RASULULLAH DÖNEMİNDE MEDİNE ve YAHUDİLER
- Rasulullah döneminde müslümanların yahudilerle olan ilişkileri -
Berat BEŞİR A- YAHUDİLERİN KISA TARİHÇESİ
“Tamamen akrabalık bağları ve temeli üzerine oturması itibariyle Yahudi zümresi, bugün yeryüzünde mevcut milletler arasında en eskilerden birini teşkil eder.”(1) “Yahudilerin atası, İsrael lakabıyla anılan Yakub Peygamber’dir ve kendisi İbrahim Peygamber’in torunudur.”(2) “İbrahim Peygamber’in kabri olarak Filistin’deki Halil şehrinde mevcut bir kabir gösterilmektedir.”(3)
Kur’an-ı Kerim’in 12. Suresinde anlatıldığı üzere; Hz. Yakub’un oğulları arasında çıkan bir kıskançlık, ailenin Mısır’a göç etmesinde rol oynamıştır.(4) Bir zamanlar Yusuf (a.s.)’ın da içinde yaşadığı Mısır’da kısa zaman sonra Suriye asıllı Hiksos Hanedanının yerini Mısır’lı Firavunlar Hanedanı almıştır. Bu değişikliğin tabi bir sonucu olarak dünün gözdeleri ertesi günün mağdurları ve zulüm görenleri haline gelmişlerdir. M.Ö. 1260 yılında Mısır Hükümdarı II. Ramses zamanında Yahudiler Mısır’dan çıkarılmışlardır.(5) Kur’an-ı Kerim’de belirtildiğine göre (20/77-78) I. Siti’nin oğlu olan Ramses İsrail Oğulları için pek şiddetli davranmıştır(...) İsrail Oğulları Hz. Musa ve Hz. Harun’un idaresi altında kitle halinde Mısır’ı terketme kararı aldılar(...) Kur’an-ı Kerim’in ifadesine göre(5/23-29) Musa Peygamber halkı ile birlikte yerleşmek üzere Filistin yolunu tuttu ise de Yahudiler, bu ülkede oturmakta olan Araplardan korkup başkan mevkiindeki Musa Peygamber’i dinlemeyi reddettiler.(6) “Bu reddedişin bir ilk cezası olarak 40 yıl boyunca çölde kalmaya mecbur oldular. Bu zaman zarfında Hz. Harun ve Hz. Musa vefat ettiler. Tevrat’ta zikri geçen kıssa (Samuel, 15/1-3) Kura’an-ı Kerim’de yer almamıştır. Tevrat’ta belirtildiği gibi şayet bu İsrail Oğulları, Filistin’de yaşayan Amalika’lı Arapları kadın-erkek, çocuk-bebek, öküz-keçi, deve-eşek hiç birbirinden ayırmaksızın kılıçtan geçirip, dışardan gelen bu yabancılar istilasına karşı sırf vatanlarını savundukları için onları yok etmişlerse; zulme uğramış bu mağdur insanların bir gün gelip, bu yolda kurban edilen uluslarının intikamını almak isteyecekleri muhakkaktır.”(7)

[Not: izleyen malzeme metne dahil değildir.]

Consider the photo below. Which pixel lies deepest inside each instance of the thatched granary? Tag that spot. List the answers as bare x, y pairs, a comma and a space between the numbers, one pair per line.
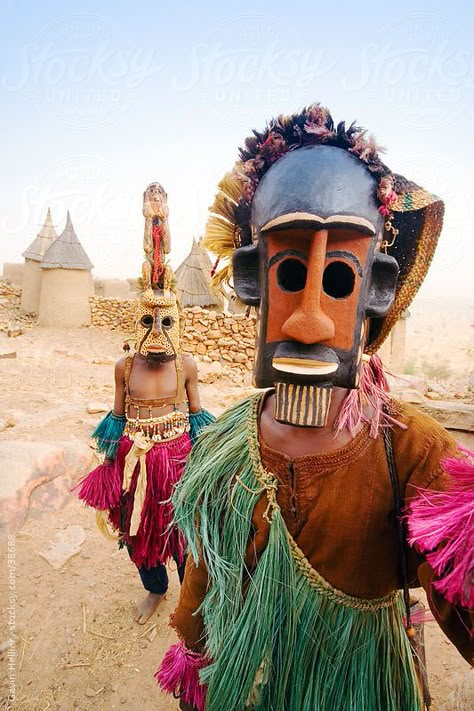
193, 281
30, 295
66, 283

Yahudiler, Sion’dan defalarca çıkarılıp atılmalarından sonra küçük veya büyük insan bölükleri halinde yeryüzünün muhtelif bölgelerine dağılıp gitmişlerdir; gittikleri yerler arasında Arabistan da vardır.(8)

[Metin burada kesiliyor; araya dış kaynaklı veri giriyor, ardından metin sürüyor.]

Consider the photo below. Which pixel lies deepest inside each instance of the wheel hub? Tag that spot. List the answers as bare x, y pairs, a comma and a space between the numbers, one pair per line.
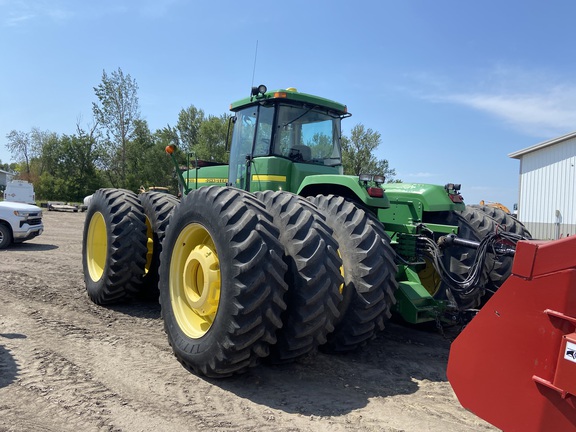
201, 280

B- ARAP YARIMADASI YAHUDİLERİ
İslamdan Önce
“İslamın ortaya çıktığı senelerde Arap Yarımadası’nın dört bir köşesinde Yahudileri görüyoruz. Bunlar, ferdi olduğu kadar küçük camialar halinde ve mütesanid, sağlam insan toplulukları halinde Akaba Körfezi’ndeki Eyle limanından Yemen ve Uman’ın en ücra köşelerine kadar, Medine’den Bahreyn’e kadar uzanan bölgeler üzerine yayılmış vaziyetteydiler.

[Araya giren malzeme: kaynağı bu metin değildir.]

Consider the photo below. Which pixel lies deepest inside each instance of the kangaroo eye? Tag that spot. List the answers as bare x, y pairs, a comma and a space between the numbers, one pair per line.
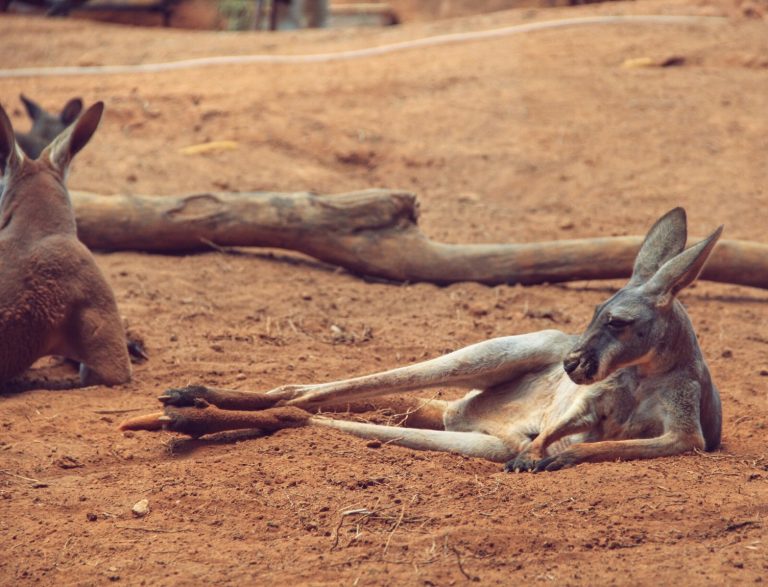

Mekke’de ise hemen hemen hiç Yahudi yoktu denebilir; fakat bu bölgede her yıl toplanan fuarlarda, Yahudileri, istikbali okuyan kahinler olarak pek bol paralar kazanan insanlar olarak görmekteyiz. Bunlar “Ehli Kitap” bir ulus olarak, okuma-yazmadan nasibini alamamış ve gönlü saf Bedeviler üzerinde özel bir nüfuz ve itibar kazanmış durumdaydılar.(9)
“Miladi 6. asrın başlarında Yahudi ve Hıristiyanlar, büyük bir şahsiyetin son peygamber olarak zuhur etmesini ve insanlığın eksik taraflarını tamamlamasını beklemekteydiler.”(10) Ancak Yahudiler, bu peygamberin kendi içlerinden çıkacağını bekliyorlardı ve bu peygamberle diğer kavimlere karşı güç kazanacaklardı.
İslamın Başlangıcında
Nübüvvetin ilk yıllarında nazil olan Kur’an-ı Kerim ayetlerinde “Ey İsrailoğulları!” şeklinde başlayan bir hitabın bulunmayışı Mekke’de yerleşik bir Yahudi topluluğun bulunmadığını gösterir.(11)Fakat Mekke döneminde inen ayetlerin bir çoğunda dolaylı yoldan; ima ve telmihlerle Yahudilerle alakalı birçok konudan bahsedilmiştir. Firavun’un başından geçenler(12) ve Sina Dağı’nın zikredilişi(13) bu ayetlere örnek olarak gösterilebilir.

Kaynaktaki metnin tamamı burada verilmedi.